The failure by the beleaguered Borders chain of bookstores to pay its suppliers is creating serious problems for some publishers. Borders was the first major bookstore chain to champion manga, and at one point was responsible for more than 40% of the manga sales in the U.S. While that percentage has definitely diminished in recent years, Borders’ share of manga sales in 2010 was still at least 20%, quite a bit higher than the chain’s 8% portion of the overall U.S. book market. That is why when Borders stopped paying its bills, manga publishers were hit the hardest (see “Borders Woes A Blow to Manga
Confirmation of the effect of Borders’ troubles on manga publishers was provided to ICv2 by Tokyopop’s CEO Stuary Levy who made the following comment when asked about the latest round of layoffs that involved some longtime, high profile editors at his company: “The facts are simple. Borders—our biggest customer—went bankrupt, owed us a lot money, which they didn’t pay us, and as a result we are in a very challenging situation, and have had to react quickly to the situation. We did need to let a few people go—and it’s horrible for everyone involved to ever have to let people go. We will continue to do everything we can to evolve the manga business and we very much appreciate the support of our fans, our partners, our creators, and out retail customers.”
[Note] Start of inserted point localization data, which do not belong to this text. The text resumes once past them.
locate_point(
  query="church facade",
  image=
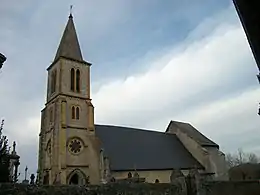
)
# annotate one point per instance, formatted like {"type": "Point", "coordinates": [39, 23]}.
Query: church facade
{"type": "Point", "coordinates": [75, 150]}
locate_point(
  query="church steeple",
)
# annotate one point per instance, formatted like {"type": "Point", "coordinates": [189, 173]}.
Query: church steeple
{"type": "Point", "coordinates": [69, 45]}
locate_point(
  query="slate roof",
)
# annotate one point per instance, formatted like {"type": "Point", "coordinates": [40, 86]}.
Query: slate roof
{"type": "Point", "coordinates": [69, 45]}
{"type": "Point", "coordinates": [194, 133]}
{"type": "Point", "coordinates": [130, 148]}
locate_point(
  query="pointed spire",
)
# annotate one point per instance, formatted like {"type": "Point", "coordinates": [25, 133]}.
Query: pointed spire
{"type": "Point", "coordinates": [69, 45]}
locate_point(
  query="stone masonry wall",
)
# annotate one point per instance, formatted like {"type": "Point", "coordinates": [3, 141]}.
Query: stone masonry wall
{"type": "Point", "coordinates": [111, 189]}
{"type": "Point", "coordinates": [231, 188]}
{"type": "Point", "coordinates": [208, 188]}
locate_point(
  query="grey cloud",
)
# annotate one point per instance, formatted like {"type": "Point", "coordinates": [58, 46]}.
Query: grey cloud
{"type": "Point", "coordinates": [110, 35]}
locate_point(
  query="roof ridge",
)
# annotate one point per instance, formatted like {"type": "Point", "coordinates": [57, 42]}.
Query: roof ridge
{"type": "Point", "coordinates": [132, 128]}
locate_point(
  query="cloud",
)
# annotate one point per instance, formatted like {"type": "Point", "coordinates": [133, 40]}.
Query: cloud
{"type": "Point", "coordinates": [202, 79]}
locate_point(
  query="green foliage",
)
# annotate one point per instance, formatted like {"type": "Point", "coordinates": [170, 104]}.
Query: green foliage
{"type": "Point", "coordinates": [4, 157]}
{"type": "Point", "coordinates": [241, 157]}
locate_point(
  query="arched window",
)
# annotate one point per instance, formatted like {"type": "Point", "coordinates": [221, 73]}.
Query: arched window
{"type": "Point", "coordinates": [74, 180]}
{"type": "Point", "coordinates": [51, 115]}
{"type": "Point", "coordinates": [78, 81]}
{"type": "Point", "coordinates": [129, 175]}
{"type": "Point", "coordinates": [72, 79]}
{"type": "Point", "coordinates": [53, 81]}
{"type": "Point", "coordinates": [73, 112]}
{"type": "Point", "coordinates": [77, 113]}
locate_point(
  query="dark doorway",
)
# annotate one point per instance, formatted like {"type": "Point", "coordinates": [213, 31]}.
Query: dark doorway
{"type": "Point", "coordinates": [74, 180]}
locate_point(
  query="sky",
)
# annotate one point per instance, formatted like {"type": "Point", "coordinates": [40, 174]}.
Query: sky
{"type": "Point", "coordinates": [153, 61]}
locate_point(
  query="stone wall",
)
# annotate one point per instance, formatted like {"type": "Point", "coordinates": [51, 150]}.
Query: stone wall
{"type": "Point", "coordinates": [111, 189]}
{"type": "Point", "coordinates": [207, 188]}
{"type": "Point", "coordinates": [231, 188]}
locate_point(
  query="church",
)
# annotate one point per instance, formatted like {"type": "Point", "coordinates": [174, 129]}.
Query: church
{"type": "Point", "coordinates": [75, 150]}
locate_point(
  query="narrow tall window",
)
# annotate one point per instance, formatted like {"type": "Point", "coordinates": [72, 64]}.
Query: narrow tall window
{"type": "Point", "coordinates": [53, 81]}
{"type": "Point", "coordinates": [77, 113]}
{"type": "Point", "coordinates": [51, 115]}
{"type": "Point", "coordinates": [73, 112]}
{"type": "Point", "coordinates": [78, 81]}
{"type": "Point", "coordinates": [72, 79]}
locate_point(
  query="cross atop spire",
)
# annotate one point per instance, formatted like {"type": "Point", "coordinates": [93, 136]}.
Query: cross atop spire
{"type": "Point", "coordinates": [69, 45]}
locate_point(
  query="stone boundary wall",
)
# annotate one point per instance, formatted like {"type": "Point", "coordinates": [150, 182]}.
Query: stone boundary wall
{"type": "Point", "coordinates": [206, 188]}
{"type": "Point", "coordinates": [230, 188]}
{"type": "Point", "coordinates": [109, 189]}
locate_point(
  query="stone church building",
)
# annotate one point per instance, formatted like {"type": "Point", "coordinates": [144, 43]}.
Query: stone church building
{"type": "Point", "coordinates": [75, 150]}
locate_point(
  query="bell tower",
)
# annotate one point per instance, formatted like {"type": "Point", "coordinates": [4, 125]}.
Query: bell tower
{"type": "Point", "coordinates": [68, 147]}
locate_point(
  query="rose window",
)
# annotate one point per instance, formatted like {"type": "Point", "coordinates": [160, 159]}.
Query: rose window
{"type": "Point", "coordinates": [75, 146]}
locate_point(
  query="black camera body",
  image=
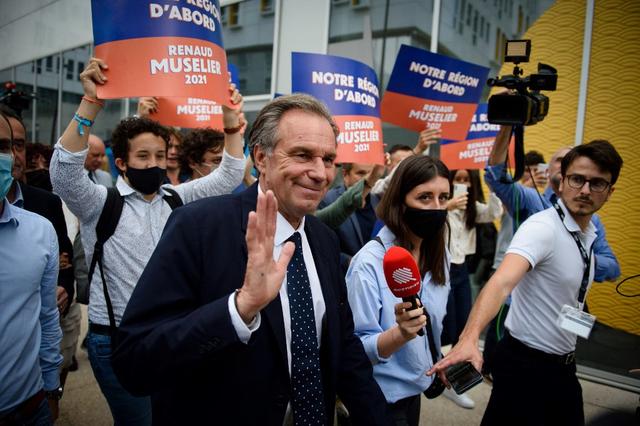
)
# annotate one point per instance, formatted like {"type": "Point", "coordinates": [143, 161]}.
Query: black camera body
{"type": "Point", "coordinates": [528, 106]}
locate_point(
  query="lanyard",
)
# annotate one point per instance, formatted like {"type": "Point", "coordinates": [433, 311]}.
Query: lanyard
{"type": "Point", "coordinates": [586, 259]}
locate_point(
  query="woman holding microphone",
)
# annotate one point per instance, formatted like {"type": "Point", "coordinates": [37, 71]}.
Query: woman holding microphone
{"type": "Point", "coordinates": [413, 210]}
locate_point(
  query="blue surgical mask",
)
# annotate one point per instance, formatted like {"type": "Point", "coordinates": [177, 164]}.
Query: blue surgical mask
{"type": "Point", "coordinates": [6, 164]}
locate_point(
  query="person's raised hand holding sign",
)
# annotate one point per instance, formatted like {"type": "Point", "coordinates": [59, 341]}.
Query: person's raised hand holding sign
{"type": "Point", "coordinates": [76, 135]}
{"type": "Point", "coordinates": [426, 138]}
{"type": "Point", "coordinates": [234, 124]}
{"type": "Point", "coordinates": [263, 277]}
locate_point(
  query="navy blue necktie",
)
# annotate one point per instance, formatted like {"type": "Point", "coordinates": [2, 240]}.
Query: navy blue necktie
{"type": "Point", "coordinates": [307, 401]}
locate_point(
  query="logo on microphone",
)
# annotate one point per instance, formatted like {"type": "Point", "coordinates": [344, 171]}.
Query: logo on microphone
{"type": "Point", "coordinates": [402, 275]}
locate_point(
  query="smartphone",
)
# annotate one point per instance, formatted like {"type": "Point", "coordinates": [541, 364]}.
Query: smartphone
{"type": "Point", "coordinates": [459, 189]}
{"type": "Point", "coordinates": [543, 167]}
{"type": "Point", "coordinates": [463, 376]}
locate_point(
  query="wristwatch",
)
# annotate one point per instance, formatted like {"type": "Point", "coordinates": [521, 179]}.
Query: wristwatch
{"type": "Point", "coordinates": [55, 394]}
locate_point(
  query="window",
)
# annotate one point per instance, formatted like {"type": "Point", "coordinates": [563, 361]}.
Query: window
{"type": "Point", "coordinates": [359, 4]}
{"type": "Point", "coordinates": [230, 15]}
{"type": "Point", "coordinates": [266, 7]}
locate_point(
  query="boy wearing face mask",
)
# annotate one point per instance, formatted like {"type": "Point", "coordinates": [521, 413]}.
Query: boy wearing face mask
{"type": "Point", "coordinates": [201, 152]}
{"type": "Point", "coordinates": [140, 148]}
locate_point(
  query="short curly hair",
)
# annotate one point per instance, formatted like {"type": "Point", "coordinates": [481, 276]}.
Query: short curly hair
{"type": "Point", "coordinates": [196, 143]}
{"type": "Point", "coordinates": [131, 127]}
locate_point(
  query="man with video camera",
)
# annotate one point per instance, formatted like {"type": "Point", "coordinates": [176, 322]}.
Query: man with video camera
{"type": "Point", "coordinates": [548, 269]}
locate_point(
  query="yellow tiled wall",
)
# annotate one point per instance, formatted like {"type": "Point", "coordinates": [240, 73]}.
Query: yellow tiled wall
{"type": "Point", "coordinates": [612, 113]}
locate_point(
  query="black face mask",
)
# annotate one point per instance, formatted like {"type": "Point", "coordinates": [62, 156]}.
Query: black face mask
{"type": "Point", "coordinates": [148, 180]}
{"type": "Point", "coordinates": [425, 224]}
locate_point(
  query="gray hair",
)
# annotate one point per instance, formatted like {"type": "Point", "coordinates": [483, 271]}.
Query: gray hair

Over the past year Tokyopop has scored some major hits in a very tough manga market with the shojo
series Alice in the Country of Hearts
and with the cult favorite Hetalia
, which has seen both of its volumes ensconced in the BookScan Top 20 for the past two months (see “Naruto Back on Top
”). But these successes have been overshadowed by the fallout from Borders’ implosion. After all, it doesn’t matter how many books you “sell,” if you don’t get paid for them.